Sendo assim, são exemplos viáveis da aplicação do princípio da cooperação no processo civil: (i) mandado de citação deve trazer o prazo para defesa – art. 250, III, do CPC; (ii) o juiz ao determinar a emenda da inicial irá indicar o ponto exato a ser corrigido – art. 321 do CPC; (iii) juiz deve indicar de quem é o ônus da prova – carga dinâmica da prova – art. 357, III, do CPC; e (iv) perícia consensual – art. 471 do CPC. As partes em comum acordo escolhem perito, apresentam assistentes técnicos, quesitos e forma de remuneração, para realização da prova técnica.
Este último exemplo se situa no âmbito dos chamados “negócios jurídicos processuais”, que foi uma inovação trazida ao CPC e visam a dar caráter menos publicista (mais privatista) ao processo civil brasileiro, permitindo às partes a autonomia em certos aspectos do procedimento judicial, mesmo em sede de jurisdição estatal, alheia à arbitragem convencional.
O negócio jurídico processual pode ser definido como “o ato voluntário, em cujo suporte fático confere-se ao sujeito o poder de escolher a categoria jurídica ou estabelecer, dentro dos limites fixados no próprio ordenamento jurídico, certas situações jurídicas processuais” (DIDIER JR., 2015. p.376-377). A vontade, portanto, é manifestada para compor o suporte fático de certa categoria jurídica, visando à obtenção de efeitos jurídicos que podem ser predeterminados pelo sistema ou pactuados livremente (MELLO, 1991, p. 130).
Desse modo, integram o suporte fático do negócio jurídico (i) a manifestação consciente de vontade visando a autoregulamentação de uma situação jurídica simples ou da eficácia de uma relação jurídica, (ii) a existência de um poder de determinação da categoria jurídica; e (iii) a existência de um processo a que se refira.

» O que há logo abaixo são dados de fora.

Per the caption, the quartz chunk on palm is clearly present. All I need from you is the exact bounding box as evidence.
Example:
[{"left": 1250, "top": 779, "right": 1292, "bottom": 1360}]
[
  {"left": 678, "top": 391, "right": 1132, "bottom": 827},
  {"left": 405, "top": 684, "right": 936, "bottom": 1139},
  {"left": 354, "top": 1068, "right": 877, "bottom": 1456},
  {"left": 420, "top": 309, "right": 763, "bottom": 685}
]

Em que pese a regulamentação na normativa processual sobre a liberdade de agir no processo de acordo com as vontades ali inseridas, deve ser salientado que a Quarta Turma do Superior Tribunal de Justiça (STJ) no julgamento REsp 1.810.444 – SP, entendeu pela impossibilidade de convenção entre as partes sobre matéria regida por norma de ordem pública, em que a aplicação nesse caso seria obrigatória.

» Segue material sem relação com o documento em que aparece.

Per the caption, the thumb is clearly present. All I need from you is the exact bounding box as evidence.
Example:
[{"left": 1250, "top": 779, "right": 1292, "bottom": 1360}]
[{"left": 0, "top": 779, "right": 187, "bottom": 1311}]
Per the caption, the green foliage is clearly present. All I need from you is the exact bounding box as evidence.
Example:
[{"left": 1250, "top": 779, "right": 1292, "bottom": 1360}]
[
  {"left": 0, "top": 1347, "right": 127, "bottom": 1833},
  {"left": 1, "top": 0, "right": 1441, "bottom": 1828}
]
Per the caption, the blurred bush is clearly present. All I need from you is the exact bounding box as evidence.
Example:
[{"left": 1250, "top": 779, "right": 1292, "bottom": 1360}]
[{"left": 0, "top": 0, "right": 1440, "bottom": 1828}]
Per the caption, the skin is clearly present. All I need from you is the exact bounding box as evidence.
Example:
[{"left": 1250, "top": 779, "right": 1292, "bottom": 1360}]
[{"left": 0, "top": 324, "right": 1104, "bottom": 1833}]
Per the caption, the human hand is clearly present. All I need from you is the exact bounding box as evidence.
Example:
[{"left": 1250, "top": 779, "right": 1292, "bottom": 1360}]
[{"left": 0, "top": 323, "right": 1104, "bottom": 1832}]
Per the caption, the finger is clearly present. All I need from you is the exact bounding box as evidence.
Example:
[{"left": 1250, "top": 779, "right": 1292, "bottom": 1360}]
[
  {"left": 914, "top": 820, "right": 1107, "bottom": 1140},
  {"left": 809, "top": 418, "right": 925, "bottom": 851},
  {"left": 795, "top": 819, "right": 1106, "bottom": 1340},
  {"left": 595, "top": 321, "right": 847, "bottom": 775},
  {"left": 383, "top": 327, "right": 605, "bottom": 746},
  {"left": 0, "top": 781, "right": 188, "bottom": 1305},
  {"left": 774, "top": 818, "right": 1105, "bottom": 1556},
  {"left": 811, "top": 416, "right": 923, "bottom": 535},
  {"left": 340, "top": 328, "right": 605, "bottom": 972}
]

Para o Ministro Relator, a cláusula geral do negócio jurídico processual prevista no CPC surgiu como uma alternativa ao modelo procedimental rígido estabelecido em lei, permitindo maior flexibilidade no sistema e conferindo às partes a autonomia para gerir seu processo.
No entanto, o artigo 190 do CPC apenas reconheceu a existência dos negócios processuais sem definir com precisão seus contornos, optando por utilizar termos mais vagos para descrever a cláusula geral.

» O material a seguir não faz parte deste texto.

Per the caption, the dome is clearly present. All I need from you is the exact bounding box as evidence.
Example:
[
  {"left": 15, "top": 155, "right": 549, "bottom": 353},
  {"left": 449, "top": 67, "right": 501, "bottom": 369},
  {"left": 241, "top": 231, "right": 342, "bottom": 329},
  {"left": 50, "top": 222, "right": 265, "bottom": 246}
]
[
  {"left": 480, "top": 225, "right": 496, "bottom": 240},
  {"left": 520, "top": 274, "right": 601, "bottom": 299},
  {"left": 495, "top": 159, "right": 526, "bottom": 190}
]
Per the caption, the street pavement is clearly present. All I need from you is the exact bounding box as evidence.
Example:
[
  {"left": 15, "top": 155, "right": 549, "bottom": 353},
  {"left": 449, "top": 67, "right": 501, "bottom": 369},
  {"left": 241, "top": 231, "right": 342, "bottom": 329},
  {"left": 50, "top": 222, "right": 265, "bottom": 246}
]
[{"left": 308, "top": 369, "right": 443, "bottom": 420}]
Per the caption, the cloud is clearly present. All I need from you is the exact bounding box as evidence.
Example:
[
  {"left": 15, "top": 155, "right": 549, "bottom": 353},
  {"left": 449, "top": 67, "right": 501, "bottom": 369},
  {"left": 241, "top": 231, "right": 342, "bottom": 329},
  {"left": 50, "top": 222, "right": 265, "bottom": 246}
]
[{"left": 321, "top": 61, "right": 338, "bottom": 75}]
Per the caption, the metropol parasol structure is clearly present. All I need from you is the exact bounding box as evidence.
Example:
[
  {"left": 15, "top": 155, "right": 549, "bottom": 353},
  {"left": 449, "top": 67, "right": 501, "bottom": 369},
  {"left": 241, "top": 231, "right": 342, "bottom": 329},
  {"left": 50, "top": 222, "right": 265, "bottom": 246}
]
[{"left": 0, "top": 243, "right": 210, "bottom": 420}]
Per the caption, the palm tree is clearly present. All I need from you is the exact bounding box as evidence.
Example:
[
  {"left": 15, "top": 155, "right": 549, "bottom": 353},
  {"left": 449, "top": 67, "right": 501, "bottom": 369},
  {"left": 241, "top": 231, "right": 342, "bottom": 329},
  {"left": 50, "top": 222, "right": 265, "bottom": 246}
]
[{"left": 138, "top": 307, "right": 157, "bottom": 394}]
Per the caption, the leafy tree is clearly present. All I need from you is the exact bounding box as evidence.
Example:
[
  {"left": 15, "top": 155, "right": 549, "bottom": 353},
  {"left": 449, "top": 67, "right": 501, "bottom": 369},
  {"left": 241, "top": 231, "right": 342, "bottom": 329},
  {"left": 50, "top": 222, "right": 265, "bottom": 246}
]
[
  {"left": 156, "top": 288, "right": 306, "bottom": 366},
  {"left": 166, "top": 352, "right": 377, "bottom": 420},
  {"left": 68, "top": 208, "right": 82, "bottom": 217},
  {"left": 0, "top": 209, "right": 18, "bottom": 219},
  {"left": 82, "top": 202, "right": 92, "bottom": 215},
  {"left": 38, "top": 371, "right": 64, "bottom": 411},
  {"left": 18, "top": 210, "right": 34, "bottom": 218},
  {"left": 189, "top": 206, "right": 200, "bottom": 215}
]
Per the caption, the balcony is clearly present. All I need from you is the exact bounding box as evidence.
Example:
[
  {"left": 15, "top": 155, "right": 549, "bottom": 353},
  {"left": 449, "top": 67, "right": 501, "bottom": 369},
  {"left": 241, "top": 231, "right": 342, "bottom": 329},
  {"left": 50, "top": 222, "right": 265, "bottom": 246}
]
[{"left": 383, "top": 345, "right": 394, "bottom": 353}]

Nesse aspecto, juristas mencionados pelo relator em seu voto afirmaram que, quando o acordo processual impactar poderes, deveres ou faculdades do juiz, será necessário obter sua concordância com os termos, com base em juízo discricionário. Ainda assim, mencionou o ministro ao analisar a casuística, que o juiz não será parte da convenção processual, pois não age em nome próprio, mas sim em nome do Estado, e, portanto, “não pode dispor de situação alguma”.
Portanto, resta conclusivo que a modificação do procedimento convencionada entre as partes por meio do negócio jurídico sujeita-se a limites, consoante entendimento exarado pela Quarta Turma do STJ no recurso mencionado, devendo sua atuação ser condicionada ao exercício do múnus público da jurisdição.
REFERÊNCIAS
DIDIER JÚNIOR, Fredie. Princípio do respeito ao autorregramento da vontade no processo civil. Revista Páginas de Direito, Porto Alegre, ano 15, nº 1250, 01 de junho de 2015. Disponível em: http://www.tex.pro.br/index.php/artigos/306-artigos-jun-2015/7187-principio-do-respeito-ao-autorregramento-da-vontade-no-processo-civil
______, Fredie; CUNHA, Leonardo Carneiro da. Curso de Direito Processual Civil. 8. ed. Salvador: Juspodivm, 2015. v. 3.
______. Art. 190. In: STRECK, Lenio Luiz; NUNES, Dierle; CUNHA, Leonardo Carneiro da; (Org.). Comentários ao Código de Processo Civil. São Paulo: Saraiva, 2016. p. 293-303.